François met sa main en visière sur ses yeux.
- Oh... Et vous êtes venue ?
- Vous me le reprochez ?
- Non, mais je m'en étonne.
- Vous pourriez vous en flatter, car je savais comment vous étiez
- Oh, vous êtes courageuse.
- Un homme ne me fait pas peur.
- Comment l'entendez-vous ?
- D'une façon comme de l'autre : qu'il me plaise ou qu'il me déplaise. S'il me déplaît, je sais me défendre, et s'il me
plaît... je sais me donner.
- Alors, avec moi, vous sauriez vous défendre ?
- Oh, vous allez à la pêche !
- Combien me donnez-vous ?
- Pour faire l'amour ?
Ils rient ensemble
- Non, comme âge.
- Vous avez l'air d'avoir quarante ans... depuis une dizaine d'années.
François met sa main sur ses yeux
- Je vous ai fait de la peine ?
- Non, mais vous aviez raison : c'était un prétexte.
- La carte ?
- Oui... mais... pas celui que vous croyez.
Il prend à tâtons derrière lui la photo de Catherine, il la montre brièvement à la jeune femme.

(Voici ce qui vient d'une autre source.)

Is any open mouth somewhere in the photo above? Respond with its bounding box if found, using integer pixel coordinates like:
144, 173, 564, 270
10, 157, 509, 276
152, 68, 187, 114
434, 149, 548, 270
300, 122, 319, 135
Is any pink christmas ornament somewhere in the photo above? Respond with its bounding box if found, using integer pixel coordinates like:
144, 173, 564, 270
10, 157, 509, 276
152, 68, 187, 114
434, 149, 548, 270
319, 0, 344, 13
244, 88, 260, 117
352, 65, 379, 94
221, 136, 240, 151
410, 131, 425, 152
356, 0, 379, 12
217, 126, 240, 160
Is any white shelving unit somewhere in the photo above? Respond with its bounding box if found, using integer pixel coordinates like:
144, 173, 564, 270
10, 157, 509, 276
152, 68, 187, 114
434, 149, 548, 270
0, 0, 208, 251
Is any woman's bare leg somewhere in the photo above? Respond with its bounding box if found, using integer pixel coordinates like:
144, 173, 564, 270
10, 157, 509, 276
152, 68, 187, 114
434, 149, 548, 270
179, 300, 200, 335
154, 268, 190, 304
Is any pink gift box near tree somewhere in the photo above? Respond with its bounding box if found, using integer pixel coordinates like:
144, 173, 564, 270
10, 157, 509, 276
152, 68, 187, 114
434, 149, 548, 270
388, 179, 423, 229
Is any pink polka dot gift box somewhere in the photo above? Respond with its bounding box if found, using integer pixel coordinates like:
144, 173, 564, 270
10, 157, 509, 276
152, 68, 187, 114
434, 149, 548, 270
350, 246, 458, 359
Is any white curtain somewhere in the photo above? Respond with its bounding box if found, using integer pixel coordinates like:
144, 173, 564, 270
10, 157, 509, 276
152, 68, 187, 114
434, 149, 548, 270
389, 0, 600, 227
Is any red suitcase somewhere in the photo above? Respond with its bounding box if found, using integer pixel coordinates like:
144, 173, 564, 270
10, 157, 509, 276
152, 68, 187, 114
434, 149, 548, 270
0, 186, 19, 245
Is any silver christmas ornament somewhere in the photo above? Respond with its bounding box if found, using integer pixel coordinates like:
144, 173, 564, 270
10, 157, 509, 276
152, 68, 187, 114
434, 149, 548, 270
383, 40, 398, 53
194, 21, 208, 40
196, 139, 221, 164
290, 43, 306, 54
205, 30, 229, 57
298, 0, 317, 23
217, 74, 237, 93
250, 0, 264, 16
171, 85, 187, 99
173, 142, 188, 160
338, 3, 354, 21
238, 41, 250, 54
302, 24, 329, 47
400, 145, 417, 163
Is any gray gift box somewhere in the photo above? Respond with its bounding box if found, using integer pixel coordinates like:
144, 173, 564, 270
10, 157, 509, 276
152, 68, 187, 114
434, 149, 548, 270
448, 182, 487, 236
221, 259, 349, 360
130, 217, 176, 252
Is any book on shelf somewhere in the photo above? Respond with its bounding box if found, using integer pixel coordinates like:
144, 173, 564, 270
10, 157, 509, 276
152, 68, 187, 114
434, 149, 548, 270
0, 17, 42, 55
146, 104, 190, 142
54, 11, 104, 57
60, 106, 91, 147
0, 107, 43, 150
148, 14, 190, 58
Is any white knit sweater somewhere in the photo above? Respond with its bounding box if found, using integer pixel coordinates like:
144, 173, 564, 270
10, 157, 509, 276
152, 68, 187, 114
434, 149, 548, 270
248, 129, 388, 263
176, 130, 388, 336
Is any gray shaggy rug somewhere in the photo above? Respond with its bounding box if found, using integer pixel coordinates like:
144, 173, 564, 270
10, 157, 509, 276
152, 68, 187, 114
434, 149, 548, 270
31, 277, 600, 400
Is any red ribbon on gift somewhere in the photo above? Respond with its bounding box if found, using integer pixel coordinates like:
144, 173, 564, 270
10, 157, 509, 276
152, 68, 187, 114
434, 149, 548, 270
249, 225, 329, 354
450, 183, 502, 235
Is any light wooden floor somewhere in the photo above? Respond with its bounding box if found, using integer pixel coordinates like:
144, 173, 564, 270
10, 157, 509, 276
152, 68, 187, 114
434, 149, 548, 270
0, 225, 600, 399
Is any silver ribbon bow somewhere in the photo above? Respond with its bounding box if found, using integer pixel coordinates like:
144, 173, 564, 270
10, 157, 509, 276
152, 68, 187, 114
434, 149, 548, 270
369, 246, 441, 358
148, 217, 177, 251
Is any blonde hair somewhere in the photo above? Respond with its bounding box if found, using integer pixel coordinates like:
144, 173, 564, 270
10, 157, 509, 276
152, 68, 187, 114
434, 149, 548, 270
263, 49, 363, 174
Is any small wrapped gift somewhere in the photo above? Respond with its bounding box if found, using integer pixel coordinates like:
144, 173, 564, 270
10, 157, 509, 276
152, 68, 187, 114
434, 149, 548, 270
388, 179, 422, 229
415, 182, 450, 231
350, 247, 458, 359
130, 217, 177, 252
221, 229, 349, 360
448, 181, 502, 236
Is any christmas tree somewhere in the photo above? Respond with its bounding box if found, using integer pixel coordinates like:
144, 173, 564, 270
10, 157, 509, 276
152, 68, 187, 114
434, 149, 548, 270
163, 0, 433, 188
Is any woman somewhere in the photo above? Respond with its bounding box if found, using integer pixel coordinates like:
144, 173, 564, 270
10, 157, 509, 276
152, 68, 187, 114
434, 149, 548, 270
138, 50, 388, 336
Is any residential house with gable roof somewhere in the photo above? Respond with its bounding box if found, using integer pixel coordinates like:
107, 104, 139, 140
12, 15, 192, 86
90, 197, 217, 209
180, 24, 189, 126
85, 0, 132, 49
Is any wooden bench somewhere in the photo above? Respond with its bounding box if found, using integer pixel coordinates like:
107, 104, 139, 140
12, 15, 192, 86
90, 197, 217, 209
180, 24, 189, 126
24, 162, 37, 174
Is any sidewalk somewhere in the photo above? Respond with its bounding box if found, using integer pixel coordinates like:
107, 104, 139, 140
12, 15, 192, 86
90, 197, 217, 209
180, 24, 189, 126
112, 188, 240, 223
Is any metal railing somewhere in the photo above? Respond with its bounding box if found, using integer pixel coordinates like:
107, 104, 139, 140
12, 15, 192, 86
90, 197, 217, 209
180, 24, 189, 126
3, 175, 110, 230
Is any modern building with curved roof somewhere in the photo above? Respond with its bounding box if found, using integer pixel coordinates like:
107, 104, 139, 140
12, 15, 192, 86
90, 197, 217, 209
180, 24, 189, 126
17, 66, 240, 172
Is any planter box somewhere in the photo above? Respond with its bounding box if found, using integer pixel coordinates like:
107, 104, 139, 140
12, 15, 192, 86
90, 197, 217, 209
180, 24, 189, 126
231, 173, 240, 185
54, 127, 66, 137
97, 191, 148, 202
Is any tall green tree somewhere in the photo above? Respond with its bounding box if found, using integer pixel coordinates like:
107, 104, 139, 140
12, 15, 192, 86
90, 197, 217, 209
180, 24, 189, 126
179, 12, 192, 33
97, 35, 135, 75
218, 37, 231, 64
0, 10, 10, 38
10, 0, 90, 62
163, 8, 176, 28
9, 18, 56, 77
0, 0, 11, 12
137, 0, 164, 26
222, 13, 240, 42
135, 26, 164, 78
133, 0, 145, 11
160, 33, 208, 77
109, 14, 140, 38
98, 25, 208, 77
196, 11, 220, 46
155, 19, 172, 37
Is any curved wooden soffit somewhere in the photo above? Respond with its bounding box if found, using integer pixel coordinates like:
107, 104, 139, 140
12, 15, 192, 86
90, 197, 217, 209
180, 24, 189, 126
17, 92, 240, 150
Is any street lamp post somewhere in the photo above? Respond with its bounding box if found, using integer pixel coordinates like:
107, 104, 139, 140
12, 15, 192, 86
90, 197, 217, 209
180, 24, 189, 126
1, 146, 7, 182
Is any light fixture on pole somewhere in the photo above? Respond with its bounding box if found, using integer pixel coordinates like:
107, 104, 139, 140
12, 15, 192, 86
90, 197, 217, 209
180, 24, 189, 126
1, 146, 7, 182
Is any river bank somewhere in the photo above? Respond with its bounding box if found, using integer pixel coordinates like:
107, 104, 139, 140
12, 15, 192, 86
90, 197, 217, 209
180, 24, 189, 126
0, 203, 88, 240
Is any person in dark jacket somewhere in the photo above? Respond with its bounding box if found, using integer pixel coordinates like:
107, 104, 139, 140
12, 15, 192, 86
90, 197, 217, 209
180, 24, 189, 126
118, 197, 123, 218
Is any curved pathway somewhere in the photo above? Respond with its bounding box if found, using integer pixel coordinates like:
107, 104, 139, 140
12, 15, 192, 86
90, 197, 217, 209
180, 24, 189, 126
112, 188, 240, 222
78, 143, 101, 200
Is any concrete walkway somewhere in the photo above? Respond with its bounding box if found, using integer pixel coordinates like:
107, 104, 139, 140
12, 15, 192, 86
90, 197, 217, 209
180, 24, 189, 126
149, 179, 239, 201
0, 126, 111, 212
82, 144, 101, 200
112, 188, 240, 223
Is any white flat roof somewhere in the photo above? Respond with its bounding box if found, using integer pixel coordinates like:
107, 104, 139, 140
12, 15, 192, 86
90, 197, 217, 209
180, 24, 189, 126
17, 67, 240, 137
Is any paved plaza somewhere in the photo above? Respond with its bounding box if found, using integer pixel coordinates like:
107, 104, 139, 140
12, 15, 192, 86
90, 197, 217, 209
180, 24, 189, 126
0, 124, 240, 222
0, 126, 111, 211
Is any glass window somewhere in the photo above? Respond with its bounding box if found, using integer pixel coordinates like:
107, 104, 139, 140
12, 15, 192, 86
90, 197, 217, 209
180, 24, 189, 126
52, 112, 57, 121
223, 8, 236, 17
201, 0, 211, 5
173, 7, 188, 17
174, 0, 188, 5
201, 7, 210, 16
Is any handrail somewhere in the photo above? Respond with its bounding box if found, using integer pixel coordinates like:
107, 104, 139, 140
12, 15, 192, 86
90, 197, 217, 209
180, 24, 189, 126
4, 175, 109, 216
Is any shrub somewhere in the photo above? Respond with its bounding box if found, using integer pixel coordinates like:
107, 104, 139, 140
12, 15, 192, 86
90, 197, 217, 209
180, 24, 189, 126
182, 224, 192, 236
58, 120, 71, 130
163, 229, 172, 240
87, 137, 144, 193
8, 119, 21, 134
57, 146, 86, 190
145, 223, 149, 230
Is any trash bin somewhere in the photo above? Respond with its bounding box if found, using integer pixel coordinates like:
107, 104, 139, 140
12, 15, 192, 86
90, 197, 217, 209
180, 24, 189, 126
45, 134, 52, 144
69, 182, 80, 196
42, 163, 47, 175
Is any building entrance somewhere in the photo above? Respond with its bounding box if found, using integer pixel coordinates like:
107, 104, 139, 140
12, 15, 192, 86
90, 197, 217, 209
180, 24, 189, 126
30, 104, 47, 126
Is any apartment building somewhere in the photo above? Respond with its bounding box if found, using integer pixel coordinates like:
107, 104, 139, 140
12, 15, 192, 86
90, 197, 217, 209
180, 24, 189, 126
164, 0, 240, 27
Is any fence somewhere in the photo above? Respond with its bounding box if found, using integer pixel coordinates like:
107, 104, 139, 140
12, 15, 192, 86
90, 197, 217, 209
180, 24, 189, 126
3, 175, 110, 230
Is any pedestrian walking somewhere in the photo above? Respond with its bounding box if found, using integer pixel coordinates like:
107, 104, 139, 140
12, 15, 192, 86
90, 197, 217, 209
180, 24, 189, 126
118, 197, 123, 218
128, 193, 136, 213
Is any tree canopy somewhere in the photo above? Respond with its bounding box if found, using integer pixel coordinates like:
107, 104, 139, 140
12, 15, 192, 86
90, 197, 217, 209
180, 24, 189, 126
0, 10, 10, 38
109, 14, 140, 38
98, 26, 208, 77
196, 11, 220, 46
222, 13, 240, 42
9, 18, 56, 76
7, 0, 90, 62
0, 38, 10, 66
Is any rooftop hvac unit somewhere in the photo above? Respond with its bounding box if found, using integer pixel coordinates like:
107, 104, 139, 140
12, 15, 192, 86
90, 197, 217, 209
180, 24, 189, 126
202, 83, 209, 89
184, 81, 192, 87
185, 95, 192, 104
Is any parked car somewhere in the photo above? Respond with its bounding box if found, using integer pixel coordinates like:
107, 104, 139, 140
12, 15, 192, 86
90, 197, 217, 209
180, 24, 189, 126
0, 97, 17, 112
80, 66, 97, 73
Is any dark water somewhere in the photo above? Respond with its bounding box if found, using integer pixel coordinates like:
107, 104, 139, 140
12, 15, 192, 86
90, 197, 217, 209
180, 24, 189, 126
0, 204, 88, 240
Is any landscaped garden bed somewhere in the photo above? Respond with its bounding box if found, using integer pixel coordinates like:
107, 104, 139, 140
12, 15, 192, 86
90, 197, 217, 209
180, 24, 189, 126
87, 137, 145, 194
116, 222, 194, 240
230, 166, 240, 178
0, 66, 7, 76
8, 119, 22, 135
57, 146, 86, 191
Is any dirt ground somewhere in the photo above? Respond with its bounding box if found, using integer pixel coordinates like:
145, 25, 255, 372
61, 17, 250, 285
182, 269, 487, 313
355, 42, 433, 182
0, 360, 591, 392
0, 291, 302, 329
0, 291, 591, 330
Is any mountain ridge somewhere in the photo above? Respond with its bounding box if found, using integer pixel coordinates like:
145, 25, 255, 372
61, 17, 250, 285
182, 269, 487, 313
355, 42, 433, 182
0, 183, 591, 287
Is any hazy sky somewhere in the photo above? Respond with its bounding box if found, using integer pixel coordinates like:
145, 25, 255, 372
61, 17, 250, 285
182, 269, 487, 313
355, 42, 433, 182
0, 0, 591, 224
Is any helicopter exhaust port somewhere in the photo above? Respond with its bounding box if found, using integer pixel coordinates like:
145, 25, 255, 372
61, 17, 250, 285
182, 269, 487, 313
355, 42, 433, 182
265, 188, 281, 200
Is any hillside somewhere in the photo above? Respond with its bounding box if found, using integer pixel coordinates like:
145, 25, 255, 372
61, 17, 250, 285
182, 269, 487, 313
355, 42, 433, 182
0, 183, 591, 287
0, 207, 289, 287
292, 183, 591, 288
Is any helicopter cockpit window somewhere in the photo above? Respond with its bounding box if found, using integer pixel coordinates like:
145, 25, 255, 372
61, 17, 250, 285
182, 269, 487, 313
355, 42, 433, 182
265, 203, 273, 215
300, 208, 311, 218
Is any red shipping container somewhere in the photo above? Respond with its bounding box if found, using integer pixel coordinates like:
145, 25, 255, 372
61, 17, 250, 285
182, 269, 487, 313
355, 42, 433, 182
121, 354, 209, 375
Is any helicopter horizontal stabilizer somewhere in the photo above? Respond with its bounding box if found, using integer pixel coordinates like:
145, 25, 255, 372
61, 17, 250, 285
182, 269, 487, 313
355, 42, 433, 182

- Ah, c'était pour agacer quelqu'un ?
- Ah, mieux que ça !
- Oh non ! Oh non, non, non, non, non ! Je n'aime pas ces histoires-là, moi ! Je n'aime pas que l'on se serve de moi pour
faire quelque chose de mal !
- Et qui vous dit que je fais quelque chose de mal ?
- Parce que vous avez un drôle de regard en ce moment. (...)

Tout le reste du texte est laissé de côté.